ChatGoogleGenerativeAI

This will help you getting started with ChatGoogleGenerativeAI chat models. For detailed documentation of all ChatGoogleGenerativeAI features and configurations head to the API reference.

Overview

Integration details

Class	Package	Local	Serializable	PY support	Package downloads	Package latest
ChatGoogleGenerativeAI	@langchain/google-genai	❌	✅	✅

Model features

Tool calling	Structured output	JSON mode	Image input	Audio input	Video input	Token-level streaming	Token usage	Logprobs
✅	✅	❌	✅	✅	✅	✅	✅	❌

Setup

You can access Google’s gemini and gemini-vision models, as well as other generative models in LangChain through ChatGoogleGenerativeAI class in the @langchain/google-genai integration package.

tip

You can also access Google's gemini family of models via the LangChain VertexAI and VertexAI-web integrations.

Click here to read the docs.

Credentials

Get an API key here: ai.google.dev/tutorials/setup

Then set the GOOGLE_API_KEY environment variable:

export GOOGLE_API_KEY="your-api-key"

If you want to get automated tracing of your model calls you can also set your LangSmith API key by uncommenting below:

# export LANGCHAIN_TRACING_V2="true"
# export LANGCHAIN_API_KEY="your-api-key"

Installation

The LangChain ChatGoogleGenerativeAI integration lives in the @langchain/google-genai package:

tip

See this section for general instructions on installing integration packages.

npm
yarn
pnpm

npm i @langchain/google-genai

yarn add @langchain/google-genai

pnpm add @langchain/google-genai

Instantiation

Now we can instantiate our model object and generate chat completions:

import { ChatGoogleGenerativeAI } from "@langchain/google-genai";

const llm = new ChatGoogleGenerativeAI({
  model: "gemini-1.5-pro",
  temperature: 0,
  maxRetries: 2,
  // other params...
});

Invocation

const aiMsg = await llm.invoke([
  [
    "system",
    "You are a helpful assistant that translates English to French.

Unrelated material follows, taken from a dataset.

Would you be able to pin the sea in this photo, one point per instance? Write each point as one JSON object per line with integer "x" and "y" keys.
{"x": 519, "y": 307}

Translate the user sentence.",
  ],
  ["human", "I love programming."],
]);
aiMsg;

AIMessage {
  "content": "J'adore programmer. \n",
  "additional_kwargs": {
    "finishReason": "STOP",
    "index": 0,
    "safetyRatings": [
      {
        "category": "HARM_CATEGORY_SEXUALLY_EXPLICIT",
        "probability": "NEGLIGIBLE"
      },
      {
        "category": "HARM_CATEGORY_HATE_SPEECH",
        "probability": "NEGLIGIBLE"
      },
      {
        "category": "HARM_CATEGORY_HARASSMENT",
        "probability": "NEGLIGIBLE"
      },
      {
        "category": "HARM_CATEGORY_DANGEROUS_CONTENT",
        "probability": "NEGLIGIBLE"
      }
    ]
  },
  "response_metadata": {
    "finishReason": "STOP",
    "index": 0,
    "safetyRatings": [
      {
        "category": "HARM_CATEGORY_SEXUALLY_EXPLICIT",
        "probability": "NEGLIGIBLE"
      },
      {
        "category": "HARM_CATEGORY_HATE_SPEECH",
        "probability": "NEGLIGIBLE"
      },
      {
        "category": "HARM_CATEGORY_HARASSMENT",
        "probability": "NEGLIGIBLE"
      },
      {
        "category": "HARM_CATEGORY_DANGEROUS_CONTENT",
        "probability": "NEGLIGIBLE"
      }
    ]
  },
  "tool_calls": [],
  "invalid_tool_calls": [],
  "usage_metadata": {
    "input_tokens": 21,
    "output_tokens": 5,
    "total_tokens": 26
  }
}

console.log(aiMsg.content);

J'adore programmer.

Chaining

We can chain our model with a prompt template like so:

import { ChatPromptTemplate } from "@langchain/core/prompts";

const prompt = ChatPromptTemplate.fromMessages([
  [
    "system",
    "You are a helpful assistant that translates {input_language} to {output_language}.",
  ],
  ["human", "{input}"],
]);

const chain = prompt.pipe(llm);
await chain.invoke({
  input_language: "English",
  output_language: "German",
  input: "I love programming.",
});

AIMessage {
  "content": "Ich liebe das Programmieren. \n",
  "additional_kwargs": {
    "finishReason": "STOP",
    "index": 0,
    "safetyRatings": [
      {
        "category": "HARM_CATEGORY_SEXUALLY_EXPLICIT",
        "probability": "NEGLIGIBLE"
      },
      {
        "category": "HARM_CATEGORY_HATE_SPEECH",
        "probability": "NEGLIGIBLE"
      },
      {
        "category": "HARM_CATEGORY_HARASSMENT",
        "probability": "NEGLIGIBLE"
      },
      {
        "category": "HARM_CATEGORY_DANGEROUS_CONTENT",
        "probability": "NEGLIGIBLE"
      }
    ]
  },
  "response_metadata": {
    "finishReason": "STOP",
    "index": 0,
    "safetyRatings": [
      {
        "category": "HARM_CATEGORY_SEXUALLY_EXPLICIT",
        "probability": "NEGLIGIBLE"
      },
      {
        "category": "HARM_CATEGORY_HATE_SPEECH",
        "probability": "NEGLIGIBLE"
      },
      {
        "category": "HARM_CATEGORY_HARASSMENT",
        "probability": "NEGLIGIBLE"
      },
      {
        "category": "HARM_CATEGORY_DANGEROUS_CONTENT",
        "probability": "NEGLIGIBLE"
      }
    ]
  },
  "tool_calls": [],
  "invalid_tool_calls": [],
  "usage_metadata": {
    "input_tokens": 16,
    "output_tokens": 7,
    "total_tokens": 23
  }
}

Tool calling

caution

The Google GenerativeAI API does not allow tool schemas to contain an object with unknown properties.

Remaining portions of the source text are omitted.